By ensuring IoT security, IT teams can secure enterprise networks as well. Edge computing can provide one path toward this security, as long as IT properly evaluates and plans for it.

Edge computing is vital not just to the burgeoning world of real-time responsive IoT, but to enterprise network security, as these IoT systems multiply and spread.

Edge computing creates a distributed infrastructure with centralized management and lights-out -- or remote -- operations built on private cloud infrastructure. Edge computing infrastructure can provide storage and compute to enable application responses with ultra-low latency or data aggregation points, which can help optimize use of central storage.

The spread of IoT applications drives enterprise interest in the edge. These applications include real-time control of high-speed manufacturing, which can require both a sub-millisecond response time and a need for massive data analysis.

Edge computing can provide more than just real-time responsiveness and economical storage for transient data, though. With edge computing security, IT can provide a place to help secure IoT and, therefore, secure the enterprise.

The security challenges IoT faces

IoT security is a multilayered problem. Any given IoT system requires attention to the physical devices, as well as a device's operating firmware and software. IT teams should also pay attention to the multiple logical -- or physical -- networks devices use to communicate, and the multiple layers of management and analytics in which the devices are often enmeshed.

Among organizations, IT teams sometimes know about and sanction IoT initiatives, so they can include network and system security as part of the evaluation, planning and deployment processes every time. Other IT teams don't know about the initiatives, however. These shadow IoT projects roll out from facilities or elsewhere with little to no IT involvement. Shadow IoT systems often include little attention to security, forcing IT teams to provide protections -- which could have been part of the design from the beginning -- from outside the system itself.

Nemertes Research found that less than half of organizations have an IoT security staff person, while more successful organizations are 20% more likely to have one. Moreover, any complex enterprise environment can sprout IoT systems that overlap and sometimes integrate with each other. This occurs most often at the data and control level, but also occasionally at the physical level. Given this potential overlap, IT must also work to isolate systems that don't need to talk to each other, and work to secure the intersections and interactions of systems that do.

What edge computing security can do for networks and IoT

With edge computing security, IT can provide a place to help secure IoT and, therefore, secure the enterprise.

The infrastructure of edge computing security provides a platform for security tools that can protect IoT. It can host secure access gateways that connect device networks to the larger enterprise network.

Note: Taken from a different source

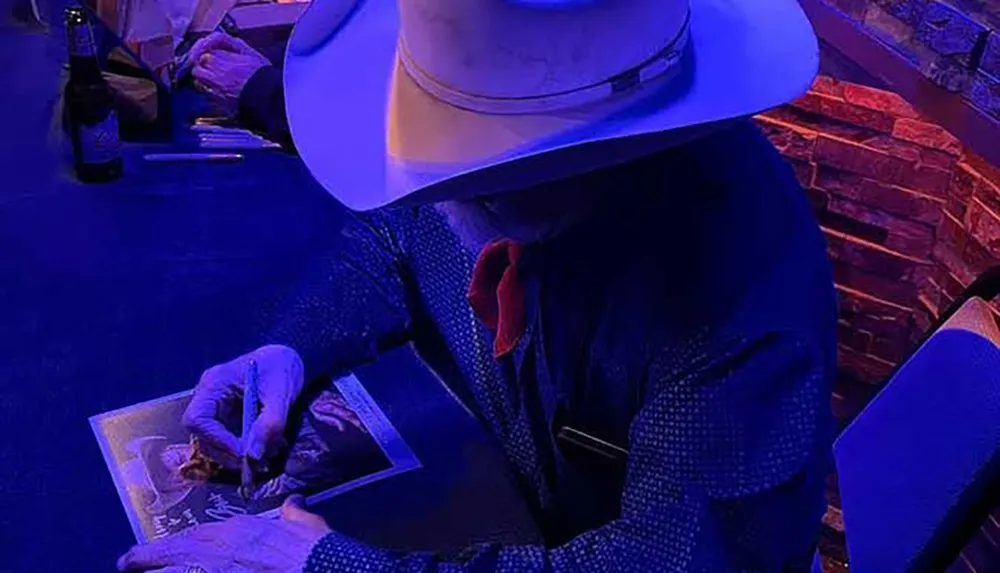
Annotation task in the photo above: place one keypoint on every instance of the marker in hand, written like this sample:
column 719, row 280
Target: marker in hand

This infrastructure can also host behavioral threat analytics systems focused on the devices, gateways and supporting systems -- e.g., virtual machines for management -- associated with an IoT deployment.

By keeping behavioral analysis close to the device layer, edge computing security for IoT can reduce latency not only for IoT applications, but for security responses to events, such as device compromises. When 5,000 room thermostats become spambots in a matter of seconds, for example, a similarly fast and decisive security response is ideal to block all network traffic from the devices. Edge infrastructure can also stage security logging -- or track security information -- for IoT deployments, as well as log analytics and audits.

Edge computing is vital not just to delivering IoT, but also to securing enterprise networks as these systems proliferate. IT teams need to consider the possibility of placing security systems on edge platforms as they plan IoT deployments and decide whether or not to plunge into edge computing.